Written by Kirtrina Baxter
This is re-posted from GroundedInPhilly.org, a web mapping and organizing tool that provides access to data on vacant land throughout Philadelphia and offers resources to individuals interested in starting or preserving community-based vacant land projects. Click here to learn more about the website.
One Art Community Center (formerly Wall St. International) looks like a store-front on 52nd street near Lancaster Ave. However, if you’ve ever gone to an event there, once you walk through the wrought-iron front gate and the adjacent doors, you realize you just stepped into an oasis in the middle of the city.
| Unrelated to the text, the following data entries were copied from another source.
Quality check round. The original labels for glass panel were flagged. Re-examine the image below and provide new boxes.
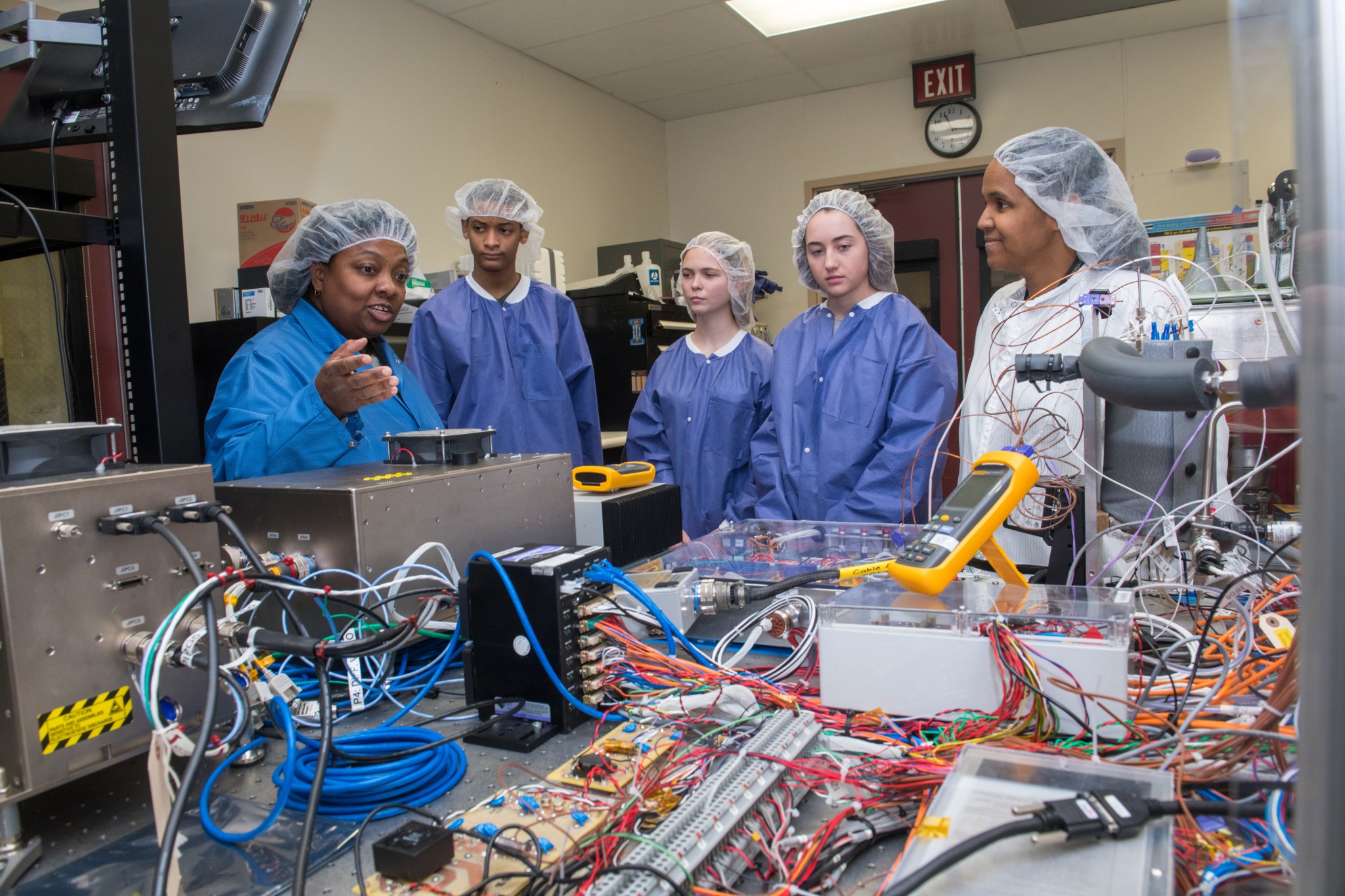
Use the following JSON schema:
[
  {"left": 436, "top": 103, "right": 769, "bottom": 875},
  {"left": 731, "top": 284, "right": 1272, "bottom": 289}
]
[{"left": 0, "top": 255, "right": 68, "bottom": 423}]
The doors open up to a courtyard of bustling activity with musicians playing and singing on a concert-sized stage, children running between their parents and the sand pit off to the back. Vendors are spread around selling food and wares, and there is an orchard off to one side while a small patch of grass with sandy edges offers you an island like view of the stage and people dancing. Bamboo fences trace the outer perimeter giving those walking it’s border a feeling of solitude while enjoying the orchard and rich colorful wall art flows around the landscape telling the story of this artist and that. Wall St. International was the vision of the late Benjamin Reid, along his wife Malaika Hart. Over the years, she has worked tirelessly to continue to realize his vision in what is now One Art Community Center.
One Art is the continued manifestation of artists, musicians, healers, and dedicated community folk, coming together to create something warm, friendly, welcoming and beautiful in the city. Currently, Malaika Hart and her partner Jah One stewart a truly amazing space in the city. The love and thoughtful care shown to the community and the people in their lives is evident in what you see happening at the center. The One Art family hosts many different offerings for the community. Inside one of the buildings that completes the compound-like center, is the Selah Moon Healing Center that includes a raw foods cafe, a gift shop and room for workshops. Another building holds a larger space that offers room for children’s birthday parties, gathering or classes. Once I saw a bouncy house in there! And of course there is the courtyard that offers a stage, vendor space, and multiple seating areas, as well as bathrooms, a children’s space and very soon an Earthship. The One Art Oasis, completes its offerings with a park-like setting and community garden.
Along with offering community events and alternative healing facilities, the last ten years, or so, One Art has worked to clean up the lots in back of the center. These lots had been trashed and dumped on for years. In the past, they tried to get control of these lots with no success. Still they continued to clean and green the lots. Over the last five years, they have worked with PHS to have trees planted and more recently created a community garden, where their summer interns learn how to grow food. However, until recently, they had no authority to be on the land.
Like a lot of residents and community groups in the city, One Art saw the cleaning and greening of these lots as part of their responsibility as good citizens. Also like a lot of folks in the city they had no legal right to be on this land, no land tenure. Well, this has changed! After spending the last year working diligently to put their “house in order” One Art Community Center, with the support and help of the Garden Justice Legal Initiative and Councilwoman Blackwell’s office, will indeed have legal access to the lots behind the center. Hart is working with Councilwoman Blackwell’s office to procure 3 lots immediately, with plans to acquire the additional lots in the near future. This is a huge win for community agriculture in the city. The space has since been dubbed The One Art Oasis.
With plans that include expanding their community garden, working with Philly Orchard Project to create a food forest, and building an Earthship, which is a biotechnological green building- that will overlook this garden space, One Art Community Center is leading the way in community-supported urban sustainability. They have hosted healing garden parties, reggae concerts, art shows, green building design classes, birthday parties, metaphysical conferences, a community design charet and more! With green buildings, orchards, gardens, music and art, One Art is a model of what is possible through true support, partnership, collaboration and love.